Un lungo filo si intreccia tra candide dita fino a formare una strana architettura di linee sospese. Il bandolo segue traiettorie prestabilite, ubbidisce a regole precise, resta ben teso, saldamente impugnato, attende la prossima mossa. Quante volte, da bambini, ci è capitato di fare questo gioco interminabile, di arrovellarci con spurie leggi fisiche per scoprire nuovi incroci e inedite figure. Quante volte le mani si sono annodate in complicati e arruffati grovigli nel tentativo di costruire improbabili aerei o inverosimili animali. E’ un passatempo povero, fatto di poche cose: un filo, quattro mani e tanta fantasia. Non so nemmeno se abbia un nome, Antonella lo ha chiamato Occorre essere due. Già, è fondamentale essere in due, è la condizione sine qua non.

Infatti, così come spesso accade nel gioco, anche nella vita (con più frequenza) è importante essere almeno due: per amare, per apprendere, per litigare…Persino per odiare occorre essere in due. Il dualismo è alla base dell’esistenza e ha senso proprio nella tensione (positiva o negativa) che si genera tra le due componenti: luce e tenebra, maschile e femminile, Yin e Yang, io e l’altro.

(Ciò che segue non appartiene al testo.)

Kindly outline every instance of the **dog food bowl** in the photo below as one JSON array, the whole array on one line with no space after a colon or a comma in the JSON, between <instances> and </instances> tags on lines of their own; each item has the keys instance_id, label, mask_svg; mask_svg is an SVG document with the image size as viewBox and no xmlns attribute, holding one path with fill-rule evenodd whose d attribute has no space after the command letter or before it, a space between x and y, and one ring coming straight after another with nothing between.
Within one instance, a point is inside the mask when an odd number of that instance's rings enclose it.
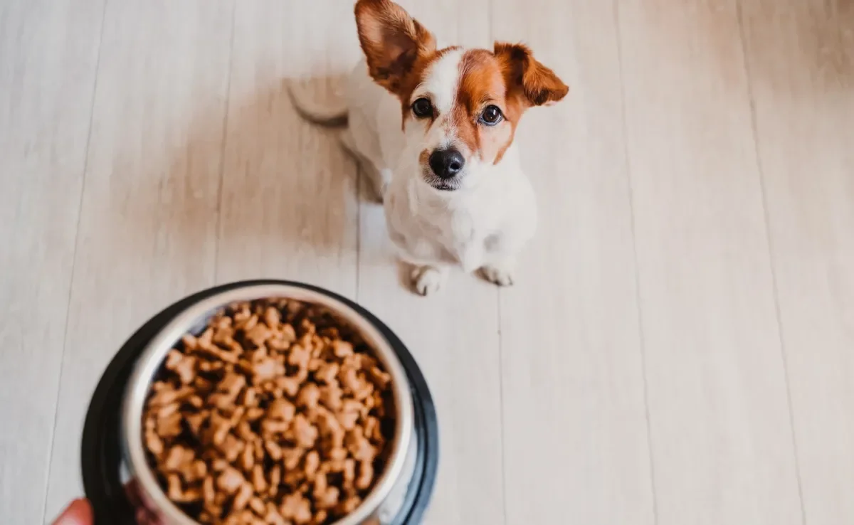
<instances>
[{"instance_id":1,"label":"dog food bowl","mask_svg":"<svg viewBox=\"0 0 854 525\"><path fill-rule=\"evenodd\" d=\"M385 469L360 506L335 525L421 522L436 479L438 428L430 390L412 355L385 324L355 303L317 287L264 280L219 286L176 302L131 336L107 367L89 406L81 451L83 483L96 523L133 522L135 510L125 489L133 481L142 505L164 525L197 525L167 498L148 464L143 405L167 353L184 334L198 334L231 303L270 297L330 310L360 334L392 377L396 417Z\"/></svg>"}]
</instances>

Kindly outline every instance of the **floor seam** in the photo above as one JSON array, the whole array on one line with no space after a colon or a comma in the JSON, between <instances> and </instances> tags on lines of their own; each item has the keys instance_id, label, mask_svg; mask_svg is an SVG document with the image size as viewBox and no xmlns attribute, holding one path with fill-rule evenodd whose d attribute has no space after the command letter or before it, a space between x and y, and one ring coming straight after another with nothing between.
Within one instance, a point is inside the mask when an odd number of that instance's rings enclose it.
<instances>
[{"instance_id":1,"label":"floor seam","mask_svg":"<svg viewBox=\"0 0 854 525\"><path fill-rule=\"evenodd\" d=\"M53 464L54 444L56 443L56 424L59 420L60 394L62 393L62 370L65 368L65 353L68 345L68 325L71 320L71 299L73 296L74 273L77 270L77 254L80 244L80 225L82 224L81 219L83 217L83 199L86 193L86 172L89 171L89 149L92 142L92 129L95 122L95 100L98 90L98 78L100 77L101 71L101 53L103 50L104 26L107 25L107 4L108 3L109 0L104 0L103 6L101 8L101 28L98 35L98 51L95 59L95 78L92 79L92 96L90 99L89 104L89 130L86 132L86 146L84 149L83 178L80 181L80 197L77 204L77 225L74 229L74 250L71 257L71 275L68 280L68 300L65 312L65 330L62 334L62 350L59 356L60 365L59 376L56 378L56 400L54 403L53 427L51 428L50 440L48 446L47 472L44 477L44 488L43 495L44 505L42 505L42 516L39 521L40 523L45 522L48 513L48 495L50 490L50 474L52 471L51 464Z\"/></svg>"},{"instance_id":2,"label":"floor seam","mask_svg":"<svg viewBox=\"0 0 854 525\"><path fill-rule=\"evenodd\" d=\"M219 140L219 184L217 186L217 204L216 204L216 245L214 248L214 283L213 285L219 283L219 243L222 239L222 196L223 186L225 179L225 146L228 143L228 114L231 109L231 74L234 66L234 35L235 27L237 25L237 0L231 1L231 35L229 44L228 54L228 79L225 85L225 104L222 116L222 138Z\"/></svg>"},{"instance_id":3,"label":"floor seam","mask_svg":"<svg viewBox=\"0 0 854 525\"><path fill-rule=\"evenodd\" d=\"M629 129L626 124L626 90L625 85L623 84L623 41L620 35L620 9L617 0L614 0L613 3L613 15L614 15L614 34L617 37L617 62L618 66L619 73L619 85L620 85L620 113L621 113L621 122L623 126L623 165L625 166L626 173L626 186L628 190L629 196L629 223L631 226L632 232L632 257L635 262L635 303L637 307L637 323L638 323L638 338L640 344L640 370L642 376L643 382L643 401L644 401L644 417L646 422L646 450L649 455L649 481L650 481L650 492L652 495L652 522L655 525L658 523L658 495L655 486L655 461L653 459L652 453L652 418L650 417L650 408L649 408L649 385L647 382L647 368L646 368L646 335L643 330L643 313L641 308L641 294L640 294L640 265L638 260L638 249L637 249L637 227L635 222L635 192L632 187L632 168L631 162L629 159Z\"/></svg>"},{"instance_id":4,"label":"floor seam","mask_svg":"<svg viewBox=\"0 0 854 525\"><path fill-rule=\"evenodd\" d=\"M744 15L742 13L741 2L736 3L736 14L739 22L739 39L741 44L741 59L744 61L744 73L747 79L747 100L750 104L751 132L753 135L753 151L756 160L757 170L759 179L759 193L762 198L763 219L765 223L765 240L768 243L768 265L771 273L771 288L774 298L774 313L777 324L777 340L780 341L780 357L783 365L783 381L786 382L786 403L788 408L789 430L791 432L792 449L794 454L795 476L798 482L798 499L801 508L801 523L806 525L806 508L804 505L804 487L801 480L801 470L799 454L798 453L798 438L795 435L794 411L792 406L792 388L789 381L789 365L786 353L786 342L783 339L783 323L780 309L780 289L777 286L777 274L774 265L773 241L771 240L771 221L768 211L768 197L765 190L765 170L762 162L762 156L759 155L759 135L757 126L756 104L753 95L752 74L750 67L750 61L747 57L746 33L744 26Z\"/></svg>"}]
</instances>

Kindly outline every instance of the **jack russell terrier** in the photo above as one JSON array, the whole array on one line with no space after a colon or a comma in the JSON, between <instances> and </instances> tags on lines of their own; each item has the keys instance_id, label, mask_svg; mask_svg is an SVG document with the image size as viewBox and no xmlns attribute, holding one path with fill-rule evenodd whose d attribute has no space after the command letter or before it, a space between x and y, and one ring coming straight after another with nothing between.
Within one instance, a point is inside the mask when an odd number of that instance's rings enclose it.
<instances>
[{"instance_id":1,"label":"jack russell terrier","mask_svg":"<svg viewBox=\"0 0 854 525\"><path fill-rule=\"evenodd\" d=\"M537 222L513 135L526 109L557 102L569 88L522 44L438 49L390 0L359 0L355 16L365 60L341 107L291 90L297 111L316 123L348 122L341 143L383 201L418 293L437 291L457 265L512 284Z\"/></svg>"}]
</instances>

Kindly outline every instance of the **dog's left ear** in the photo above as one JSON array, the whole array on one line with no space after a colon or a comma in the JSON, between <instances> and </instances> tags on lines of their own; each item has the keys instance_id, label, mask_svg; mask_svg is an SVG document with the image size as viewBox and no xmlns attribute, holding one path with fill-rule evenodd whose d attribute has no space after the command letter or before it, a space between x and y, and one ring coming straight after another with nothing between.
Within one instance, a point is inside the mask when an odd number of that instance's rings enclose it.
<instances>
[{"instance_id":1,"label":"dog's left ear","mask_svg":"<svg viewBox=\"0 0 854 525\"><path fill-rule=\"evenodd\" d=\"M493 53L504 64L508 85L520 90L526 105L553 104L569 93L569 86L537 61L527 46L496 42Z\"/></svg>"},{"instance_id":2,"label":"dog's left ear","mask_svg":"<svg viewBox=\"0 0 854 525\"><path fill-rule=\"evenodd\" d=\"M399 94L417 61L436 51L436 38L390 0L359 0L355 15L371 77Z\"/></svg>"}]
</instances>

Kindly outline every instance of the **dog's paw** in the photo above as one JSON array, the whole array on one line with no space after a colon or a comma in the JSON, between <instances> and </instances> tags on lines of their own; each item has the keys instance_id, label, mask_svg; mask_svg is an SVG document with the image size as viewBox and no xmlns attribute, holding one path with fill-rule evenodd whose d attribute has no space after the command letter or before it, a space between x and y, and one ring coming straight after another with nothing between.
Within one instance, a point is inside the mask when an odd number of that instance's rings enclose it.
<instances>
[{"instance_id":1,"label":"dog's paw","mask_svg":"<svg viewBox=\"0 0 854 525\"><path fill-rule=\"evenodd\" d=\"M480 269L480 273L484 279L499 286L512 286L515 280L513 271L506 268L483 266Z\"/></svg>"},{"instance_id":2,"label":"dog's paw","mask_svg":"<svg viewBox=\"0 0 854 525\"><path fill-rule=\"evenodd\" d=\"M420 295L430 295L439 291L445 283L447 272L433 266L419 266L412 270L412 286Z\"/></svg>"}]
</instances>

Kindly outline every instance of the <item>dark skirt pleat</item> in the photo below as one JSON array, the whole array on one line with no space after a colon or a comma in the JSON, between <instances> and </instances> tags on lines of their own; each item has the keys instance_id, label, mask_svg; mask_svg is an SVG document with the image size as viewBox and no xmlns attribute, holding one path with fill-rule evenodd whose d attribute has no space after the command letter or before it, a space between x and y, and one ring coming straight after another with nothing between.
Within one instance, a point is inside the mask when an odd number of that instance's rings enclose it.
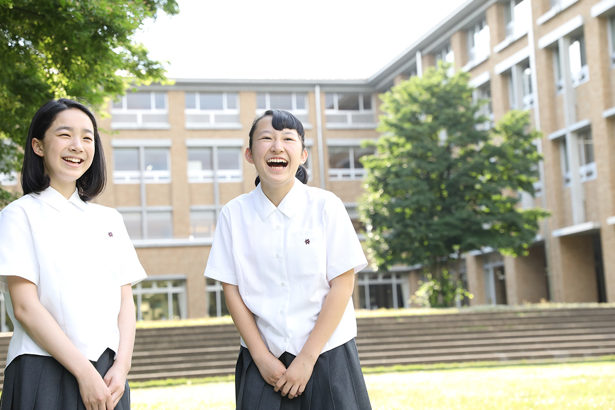
<instances>
[{"instance_id":1,"label":"dark skirt pleat","mask_svg":"<svg viewBox=\"0 0 615 410\"><path fill-rule=\"evenodd\" d=\"M105 376L113 365L115 353L108 349L95 362ZM128 382L115 410L129 410ZM49 356L20 355L4 370L0 410L85 410L79 384L73 374Z\"/></svg>"},{"instance_id":2,"label":"dark skirt pleat","mask_svg":"<svg viewBox=\"0 0 615 410\"><path fill-rule=\"evenodd\" d=\"M280 360L287 368L295 356ZM370 398L354 339L319 357L301 396L283 397L261 376L248 349L239 350L235 371L237 410L370 410Z\"/></svg>"}]
</instances>

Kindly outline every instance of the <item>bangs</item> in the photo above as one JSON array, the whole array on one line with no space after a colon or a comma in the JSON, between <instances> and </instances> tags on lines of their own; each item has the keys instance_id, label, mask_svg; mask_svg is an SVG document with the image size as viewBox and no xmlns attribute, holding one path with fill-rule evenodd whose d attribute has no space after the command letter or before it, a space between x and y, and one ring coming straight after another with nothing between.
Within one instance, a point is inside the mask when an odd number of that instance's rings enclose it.
<instances>
[{"instance_id":1,"label":"bangs","mask_svg":"<svg viewBox=\"0 0 615 410\"><path fill-rule=\"evenodd\" d=\"M303 140L305 136L305 130L303 129L303 124L296 117L288 111L281 109L271 109L271 126L274 129L282 131L285 128L289 130L296 130L299 136ZM267 115L266 113L265 115Z\"/></svg>"}]
</instances>

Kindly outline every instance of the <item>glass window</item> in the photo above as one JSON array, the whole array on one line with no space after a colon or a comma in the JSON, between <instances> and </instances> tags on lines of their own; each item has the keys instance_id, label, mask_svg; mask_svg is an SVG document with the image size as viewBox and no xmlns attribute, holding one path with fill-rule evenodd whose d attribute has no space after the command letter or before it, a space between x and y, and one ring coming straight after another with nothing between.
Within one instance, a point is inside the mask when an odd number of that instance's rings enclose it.
<instances>
[{"instance_id":1,"label":"glass window","mask_svg":"<svg viewBox=\"0 0 615 410\"><path fill-rule=\"evenodd\" d=\"M170 211L147 213L148 238L164 239L173 237L173 215Z\"/></svg>"},{"instance_id":2,"label":"glass window","mask_svg":"<svg viewBox=\"0 0 615 410\"><path fill-rule=\"evenodd\" d=\"M237 100L236 93L226 93L226 108L228 109L237 109Z\"/></svg>"},{"instance_id":3,"label":"glass window","mask_svg":"<svg viewBox=\"0 0 615 410\"><path fill-rule=\"evenodd\" d=\"M329 147L329 167L350 168L350 147Z\"/></svg>"},{"instance_id":4,"label":"glass window","mask_svg":"<svg viewBox=\"0 0 615 410\"><path fill-rule=\"evenodd\" d=\"M142 167L141 154L145 157ZM141 179L148 184L170 181L167 147L115 147L113 159L113 181L116 184L137 184Z\"/></svg>"},{"instance_id":5,"label":"glass window","mask_svg":"<svg viewBox=\"0 0 615 410\"><path fill-rule=\"evenodd\" d=\"M360 159L366 155L370 155L374 153L373 148L362 148L361 147L354 147L352 149L354 157L354 167L363 168Z\"/></svg>"},{"instance_id":6,"label":"glass window","mask_svg":"<svg viewBox=\"0 0 615 410\"><path fill-rule=\"evenodd\" d=\"M213 210L190 211L190 234L195 238L211 238L216 227Z\"/></svg>"},{"instance_id":7,"label":"glass window","mask_svg":"<svg viewBox=\"0 0 615 410\"><path fill-rule=\"evenodd\" d=\"M555 91L559 92L564 87L563 74L561 71L561 62L560 61L560 49L553 49L553 70L555 77Z\"/></svg>"},{"instance_id":8,"label":"glass window","mask_svg":"<svg viewBox=\"0 0 615 410\"><path fill-rule=\"evenodd\" d=\"M587 61L585 52L585 39L578 36L570 39L570 74L574 85L587 79Z\"/></svg>"},{"instance_id":9,"label":"glass window","mask_svg":"<svg viewBox=\"0 0 615 410\"><path fill-rule=\"evenodd\" d=\"M199 93L200 109L223 109L222 93Z\"/></svg>"},{"instance_id":10,"label":"glass window","mask_svg":"<svg viewBox=\"0 0 615 410\"><path fill-rule=\"evenodd\" d=\"M138 171L139 170L139 149L113 149L113 170L114 171Z\"/></svg>"},{"instance_id":11,"label":"glass window","mask_svg":"<svg viewBox=\"0 0 615 410\"><path fill-rule=\"evenodd\" d=\"M363 274L359 278L359 307L365 309L407 307L404 280L397 274Z\"/></svg>"},{"instance_id":12,"label":"glass window","mask_svg":"<svg viewBox=\"0 0 615 410\"><path fill-rule=\"evenodd\" d=\"M143 227L141 226L141 212L122 212L124 224L130 239L143 239Z\"/></svg>"},{"instance_id":13,"label":"glass window","mask_svg":"<svg viewBox=\"0 0 615 410\"><path fill-rule=\"evenodd\" d=\"M156 109L164 109L166 108L164 93L154 93L154 101L156 103Z\"/></svg>"},{"instance_id":14,"label":"glass window","mask_svg":"<svg viewBox=\"0 0 615 410\"><path fill-rule=\"evenodd\" d=\"M145 148L145 171L166 171L169 167L169 148Z\"/></svg>"},{"instance_id":15,"label":"glass window","mask_svg":"<svg viewBox=\"0 0 615 410\"><path fill-rule=\"evenodd\" d=\"M276 108L288 111L305 110L305 93L258 93L256 106L259 110ZM301 120L301 119L300 119Z\"/></svg>"},{"instance_id":16,"label":"glass window","mask_svg":"<svg viewBox=\"0 0 615 410\"><path fill-rule=\"evenodd\" d=\"M293 109L292 94L287 93L270 93L269 104L271 108L291 111Z\"/></svg>"},{"instance_id":17,"label":"glass window","mask_svg":"<svg viewBox=\"0 0 615 410\"><path fill-rule=\"evenodd\" d=\"M265 93L256 93L256 109L267 109L267 95Z\"/></svg>"},{"instance_id":18,"label":"glass window","mask_svg":"<svg viewBox=\"0 0 615 410\"><path fill-rule=\"evenodd\" d=\"M528 32L531 4L529 0L510 0L504 9L506 35L518 38Z\"/></svg>"},{"instance_id":19,"label":"glass window","mask_svg":"<svg viewBox=\"0 0 615 410\"><path fill-rule=\"evenodd\" d=\"M188 171L213 170L212 151L210 147L188 148Z\"/></svg>"},{"instance_id":20,"label":"glass window","mask_svg":"<svg viewBox=\"0 0 615 410\"><path fill-rule=\"evenodd\" d=\"M477 23L468 31L468 60L482 60L489 55L489 26L485 19Z\"/></svg>"},{"instance_id":21,"label":"glass window","mask_svg":"<svg viewBox=\"0 0 615 410\"><path fill-rule=\"evenodd\" d=\"M188 180L210 182L214 178L213 156L218 159L217 179L240 181L242 149L239 147L190 147L188 148Z\"/></svg>"},{"instance_id":22,"label":"glass window","mask_svg":"<svg viewBox=\"0 0 615 410\"><path fill-rule=\"evenodd\" d=\"M522 63L520 71L523 83L523 108L531 108L534 106L534 94L532 92L532 69L530 68L530 62Z\"/></svg>"},{"instance_id":23,"label":"glass window","mask_svg":"<svg viewBox=\"0 0 615 410\"><path fill-rule=\"evenodd\" d=\"M359 146L330 146L329 176L346 179L363 176L365 174L360 159L374 153L373 148Z\"/></svg>"},{"instance_id":24,"label":"glass window","mask_svg":"<svg viewBox=\"0 0 615 410\"><path fill-rule=\"evenodd\" d=\"M151 109L150 93L128 93L126 94L126 108L128 109Z\"/></svg>"},{"instance_id":25,"label":"glass window","mask_svg":"<svg viewBox=\"0 0 615 410\"><path fill-rule=\"evenodd\" d=\"M196 109L196 93L186 92L185 100L186 109Z\"/></svg>"},{"instance_id":26,"label":"glass window","mask_svg":"<svg viewBox=\"0 0 615 410\"><path fill-rule=\"evenodd\" d=\"M303 93L297 93L296 95L297 109L306 109L306 98L307 95Z\"/></svg>"},{"instance_id":27,"label":"glass window","mask_svg":"<svg viewBox=\"0 0 615 410\"><path fill-rule=\"evenodd\" d=\"M218 168L220 170L239 169L241 149L236 147L218 148Z\"/></svg>"},{"instance_id":28,"label":"glass window","mask_svg":"<svg viewBox=\"0 0 615 410\"><path fill-rule=\"evenodd\" d=\"M371 96L368 94L363 95L363 109L371 109Z\"/></svg>"},{"instance_id":29,"label":"glass window","mask_svg":"<svg viewBox=\"0 0 615 410\"><path fill-rule=\"evenodd\" d=\"M577 136L577 142L579 144L579 161L582 165L585 165L595 162L593 157L593 140L592 133L586 131L580 133Z\"/></svg>"},{"instance_id":30,"label":"glass window","mask_svg":"<svg viewBox=\"0 0 615 410\"><path fill-rule=\"evenodd\" d=\"M224 299L222 284L219 280L207 278L207 298L209 299L208 313L210 317L220 317L229 314Z\"/></svg>"},{"instance_id":31,"label":"glass window","mask_svg":"<svg viewBox=\"0 0 615 410\"><path fill-rule=\"evenodd\" d=\"M132 290L138 320L186 318L186 281L148 280Z\"/></svg>"},{"instance_id":32,"label":"glass window","mask_svg":"<svg viewBox=\"0 0 615 410\"><path fill-rule=\"evenodd\" d=\"M325 105L327 109L335 109L335 93L326 93L325 94Z\"/></svg>"},{"instance_id":33,"label":"glass window","mask_svg":"<svg viewBox=\"0 0 615 410\"><path fill-rule=\"evenodd\" d=\"M338 94L338 109L359 111L359 94Z\"/></svg>"},{"instance_id":34,"label":"glass window","mask_svg":"<svg viewBox=\"0 0 615 410\"><path fill-rule=\"evenodd\" d=\"M615 64L615 15L609 17L609 46L611 52L611 64Z\"/></svg>"}]
</instances>

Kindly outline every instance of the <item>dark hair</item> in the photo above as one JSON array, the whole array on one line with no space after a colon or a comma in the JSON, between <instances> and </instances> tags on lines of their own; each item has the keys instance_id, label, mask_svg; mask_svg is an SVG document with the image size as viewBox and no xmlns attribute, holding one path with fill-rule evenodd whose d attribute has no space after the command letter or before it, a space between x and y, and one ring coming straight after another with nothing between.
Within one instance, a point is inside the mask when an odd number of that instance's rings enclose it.
<instances>
[{"instance_id":1,"label":"dark hair","mask_svg":"<svg viewBox=\"0 0 615 410\"><path fill-rule=\"evenodd\" d=\"M306 131L303 128L303 124L301 124L301 122L292 114L283 109L268 109L255 118L254 122L252 122L252 127L250 128L250 140L248 142L250 151L252 151L252 136L254 134L254 130L256 128L256 125L259 121L268 116L271 117L271 126L274 130L282 131L284 129L288 129L296 131L301 141L301 149L305 149ZM304 184L308 183L308 170L303 165L299 165L295 176ZM258 186L260 181L261 178L257 176L256 179L254 181L254 184Z\"/></svg>"},{"instance_id":2,"label":"dark hair","mask_svg":"<svg viewBox=\"0 0 615 410\"><path fill-rule=\"evenodd\" d=\"M51 182L49 176L45 174L42 157L36 155L32 148L32 139L42 140L45 138L45 132L51 126L58 114L71 108L85 112L94 127L94 158L90 168L77 180L79 197L84 201L89 201L100 195L105 189L107 180L106 165L96 118L83 104L68 98L60 98L47 101L39 108L30 123L22 170L22 190L24 195L30 192L39 193L48 188Z\"/></svg>"}]
</instances>

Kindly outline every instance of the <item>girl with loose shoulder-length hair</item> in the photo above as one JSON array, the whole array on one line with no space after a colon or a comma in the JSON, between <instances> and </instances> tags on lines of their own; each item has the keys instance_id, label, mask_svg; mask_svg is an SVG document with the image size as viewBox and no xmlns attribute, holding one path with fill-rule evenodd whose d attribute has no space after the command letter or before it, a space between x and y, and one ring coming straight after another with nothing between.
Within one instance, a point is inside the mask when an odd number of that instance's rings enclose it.
<instances>
[{"instance_id":1,"label":"girl with loose shoulder-length hair","mask_svg":"<svg viewBox=\"0 0 615 410\"><path fill-rule=\"evenodd\" d=\"M34 114L24 195L0 211L0 290L14 326L0 410L130 408L131 286L146 277L105 188L96 119L77 101Z\"/></svg>"}]
</instances>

Proprio su queste relazioni, su quei rapporti che, volenti o nolenti, quotidianamente si intrecciano o si recidono, si focalizza l’attenzione dei lavori che Antonella prota Giurleo ha deciso di esporre nelle suggestive stanze dell’Ex Circolo Operaio di Lesa.

Nel Bucato, nelle Donne del lago e in Ciao, Adrienne, l’artista ha trascritto il suo diario, ha fissato i momenti più significativi della sua esistenza, ha raccolto intense e complesse pagine di vita, ha registrato gli appunti di una quotidianità che ha scelto l’incontro come sua prima ragione d’essere.

Su questi grandi teli (ricomposti e rammendati da tante mani esperte), corrono larghe pennellate di colore, energiche tracce di un gesto perentorio, veloce, deciso. Su questi tessuti (provenienti da ogni parte del mondo) Antonella ha raccolto emozioni, impressioni e ricordi di tutte quelle persone (soprattutto donne) che hanno lasciato nella sua vita una traccia indelebile. Li ha appesi, come una volta si usava stendere il Bucato fresco e profumato, e li ha organizzati in un discorso che non è più personale, ma è diventato universale.

Infatti, ciò che emerge da quei dinamismi, da quegli intrecci di strisce policrome è un racconto concitato, a tratti bruscamente interrotto, deviato, ripreso, sovrapposto… Un fluire che non collima perfettamente né con la pennellata che lo precede né con quella che lo segue. L’impulso è quello di correggerlo, di aggiustarlo, di ruotare quei rettangoli sfasati in modo che tutto funzioni, ma è impossibile: occorre arrendersi alla precarietà delle cose, allo scarto millimetrico, alla diversità. La donna, l’artista e la natura, che condividono il primato della creazione, questo lo sanno. Anzi, è da questi mutati equilibri che nascono nuove sinergie, è dall’irruente imperfezione di quei fiumi variopinti che si aprono inesplorati territori, che si ricreano le bisettrici di quelle traiettorie cosmiche che ci sovrastano e ci ignorano.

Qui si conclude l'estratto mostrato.